Try SwiftShader | TransGaming Inc.


----------



## aal-ok (Mar 23, 2013)

Gearbox said:


> Try SwiftShader | TransGaming Inc.



I've tried it but it lags like hell



Zangetsu said:


> why to play it on software mode for a spoiling fun



how can i play it on software mode


----------



## lakeport (Mar 24, 2013)

aal-ok said:


> i want to run it without any graphics card using 3d analyze or swift shader plz help



You can't.


----------



## aal-ok (Mar 24, 2013)

i ran it using swift shader but it is verry laggy


----------



## Harsh Pranami (Mar 25, 2013)

Use 3d analyzer. I played it on my onboard intel 865g, 512mb ram and pentium 4 processor. Ran like butter


----------



## aal-ok (Mar 25, 2013)

Harsh Pranami said:


> Use 3d analyzer. I played it on my onboard intel 865g, 512mb ram and pentium 4 processor.

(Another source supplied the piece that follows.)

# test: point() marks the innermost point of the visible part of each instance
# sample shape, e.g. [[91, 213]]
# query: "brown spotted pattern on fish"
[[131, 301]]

Ran like butter


please pm me the settings


----------



## Zangetsu (Mar 25, 2013)

OP reminded me of my old days when I had Gigabyte 845GV chipset mobo & was trying to play POP:WW using software 3D tools


----------



## whitestar_999 (Mar 25, 2013)

software mode=cpu power & sempron 2200+ is much weaker than a pentium IV 2.4GHz.


----------



## aal-ok (Mar 25, 2013)

Zangetsu said:


> OP reminded me of my old days when I had Gigabyte 845GV chipset mobo & was trying to play POP:WW using software 3D tools



haha 

and please tell me 3d analyzer settings


----------